National Ignition Facility achieves fusion ignition

Dec. 14, 2022
Congrats to the Lawrence Livermore National Laboratory (LLNL)/National Ignition Facility (NIF) team and its industry, academic, and international collaborators for achieving fusion ignition—a major scientific breakthrough decades in the making!

On December 5, 2022, an experiment at NIF surpassed the fusion threshold by delivering 2.05 megajoules (MJ) of energy to the target—producing 3.15 MJ of fusion energy output. More energy was produced than used to drive it, which holds promise for clean power and nuclear weapons stewardship.

Fusion is the process of combining two light nuclei to form a single heavier nucleus, which releases a large amount of energy. Harking back to the 1960s, scientists hypothesized lasers could induce fusion.

This inertial confinement fusion effort was spearheaded by physicist John Nuckolls, LLNL director from 1988 to 1994, and sparked more than 60 years of R&D in lasers, optics, diagnostics, target fabrication, computer modeling and simulation, and experimental design.

LLNL spent years building increasingly more powerful laser beams, which led to NIF, the world’s most energetic laser system. NIF is located in Livermore, CA, and is the size of a sports stadium. Its powerful laser beams create temperatures and pressure like those within the cores of stars and giant planets, and inside exploding nuclear weapons.

“The pursuit of fusion ignition in the laboratory is one of the most significant scientific challenges ever tackled by humanity, and achieving it is a triumph of science, engineering, and most of all, people,” says LLNL Director Kim Budil. “Crossing this threshold is the vision that has driven 60 years of dedicated pursuit—a continual process of learning, building, expanding knowledge and capability, and then finding ways to overcome the new challenges that emerged.

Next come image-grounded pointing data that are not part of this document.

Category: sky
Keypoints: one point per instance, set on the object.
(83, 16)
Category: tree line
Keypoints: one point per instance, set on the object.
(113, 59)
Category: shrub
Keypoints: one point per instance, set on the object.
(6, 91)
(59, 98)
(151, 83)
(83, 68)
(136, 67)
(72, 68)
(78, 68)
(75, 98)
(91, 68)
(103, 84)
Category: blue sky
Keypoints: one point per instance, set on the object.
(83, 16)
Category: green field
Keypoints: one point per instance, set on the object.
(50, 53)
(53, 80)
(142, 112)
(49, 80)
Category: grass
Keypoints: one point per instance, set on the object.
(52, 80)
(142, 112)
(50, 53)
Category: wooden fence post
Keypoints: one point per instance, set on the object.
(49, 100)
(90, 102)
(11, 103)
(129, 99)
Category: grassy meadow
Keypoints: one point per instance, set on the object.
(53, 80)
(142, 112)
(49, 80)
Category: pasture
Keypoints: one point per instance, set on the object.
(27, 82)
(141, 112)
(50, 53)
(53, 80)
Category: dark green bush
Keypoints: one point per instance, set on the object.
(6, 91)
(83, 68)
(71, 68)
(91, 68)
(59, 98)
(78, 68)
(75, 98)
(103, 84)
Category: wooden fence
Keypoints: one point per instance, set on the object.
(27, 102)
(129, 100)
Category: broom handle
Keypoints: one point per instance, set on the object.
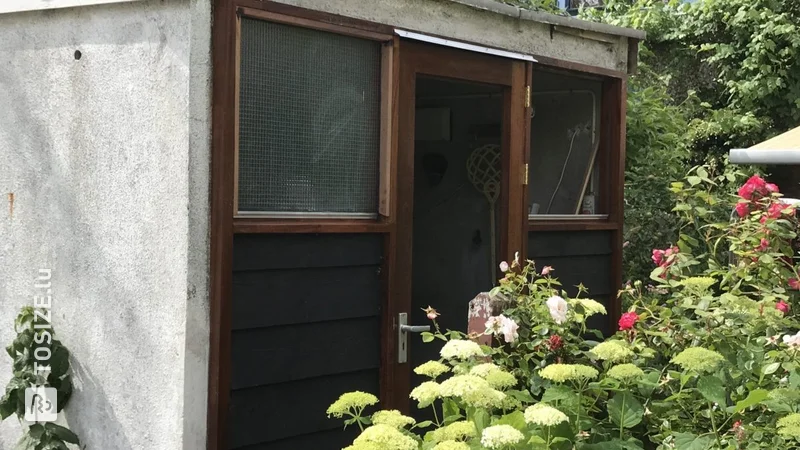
(493, 245)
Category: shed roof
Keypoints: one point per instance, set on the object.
(552, 19)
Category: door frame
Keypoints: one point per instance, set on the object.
(444, 62)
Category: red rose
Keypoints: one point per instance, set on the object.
(742, 209)
(658, 256)
(754, 187)
(627, 320)
(555, 342)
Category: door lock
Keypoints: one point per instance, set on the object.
(403, 328)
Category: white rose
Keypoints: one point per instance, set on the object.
(558, 309)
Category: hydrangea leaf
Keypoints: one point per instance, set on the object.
(689, 441)
(712, 389)
(625, 410)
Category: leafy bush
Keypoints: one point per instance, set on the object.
(706, 356)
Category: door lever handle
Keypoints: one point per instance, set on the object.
(403, 328)
(414, 328)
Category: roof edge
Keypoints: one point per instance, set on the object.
(552, 19)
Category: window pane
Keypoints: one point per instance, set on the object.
(309, 120)
(565, 132)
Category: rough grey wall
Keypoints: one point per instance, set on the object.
(488, 27)
(107, 158)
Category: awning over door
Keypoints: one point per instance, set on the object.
(782, 149)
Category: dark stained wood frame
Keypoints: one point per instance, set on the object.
(223, 225)
(436, 61)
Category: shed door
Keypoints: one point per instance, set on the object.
(463, 137)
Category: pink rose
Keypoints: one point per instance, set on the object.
(742, 209)
(628, 320)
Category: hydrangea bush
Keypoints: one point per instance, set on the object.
(705, 355)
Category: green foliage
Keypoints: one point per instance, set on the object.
(39, 436)
(713, 75)
(707, 356)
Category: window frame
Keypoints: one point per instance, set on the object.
(257, 221)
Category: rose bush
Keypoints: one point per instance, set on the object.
(705, 357)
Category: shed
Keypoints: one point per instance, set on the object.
(238, 217)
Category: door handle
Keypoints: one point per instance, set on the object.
(403, 328)
(414, 328)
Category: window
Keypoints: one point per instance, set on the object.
(309, 125)
(565, 142)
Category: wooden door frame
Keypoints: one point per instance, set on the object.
(438, 61)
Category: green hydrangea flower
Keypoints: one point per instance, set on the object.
(350, 402)
(625, 372)
(612, 351)
(393, 418)
(499, 436)
(474, 391)
(388, 438)
(544, 415)
(501, 379)
(431, 369)
(568, 372)
(426, 393)
(591, 307)
(698, 359)
(461, 349)
(698, 285)
(789, 426)
(451, 445)
(456, 431)
(497, 377)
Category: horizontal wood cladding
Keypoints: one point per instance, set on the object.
(335, 439)
(314, 295)
(279, 354)
(305, 329)
(569, 243)
(292, 410)
(285, 251)
(577, 257)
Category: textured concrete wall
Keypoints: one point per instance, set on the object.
(495, 26)
(107, 157)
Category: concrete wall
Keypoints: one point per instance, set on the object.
(107, 158)
(496, 25)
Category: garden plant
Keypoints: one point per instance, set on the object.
(705, 355)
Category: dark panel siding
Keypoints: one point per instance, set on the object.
(569, 243)
(335, 439)
(577, 257)
(290, 410)
(306, 328)
(291, 251)
(278, 354)
(314, 295)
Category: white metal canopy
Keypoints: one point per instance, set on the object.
(782, 149)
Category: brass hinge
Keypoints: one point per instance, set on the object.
(527, 96)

These are the problems that the U.S. national laboratories were created to solve.”

This achievement was made possible by LLNL employees, countless collaborators at DOE’s Los Alamos National Laboratory, Sandia National Laboratories and Nevada National Security Site, General Atomics, the University of Rochester’s Laboratory for Laser Energetics, MIT, UC-Berkeley, Princeton University, and international partners including the U.K.’s Atomic Weapons Establishment and the French Alternative Energies and Atomic Energy Commission.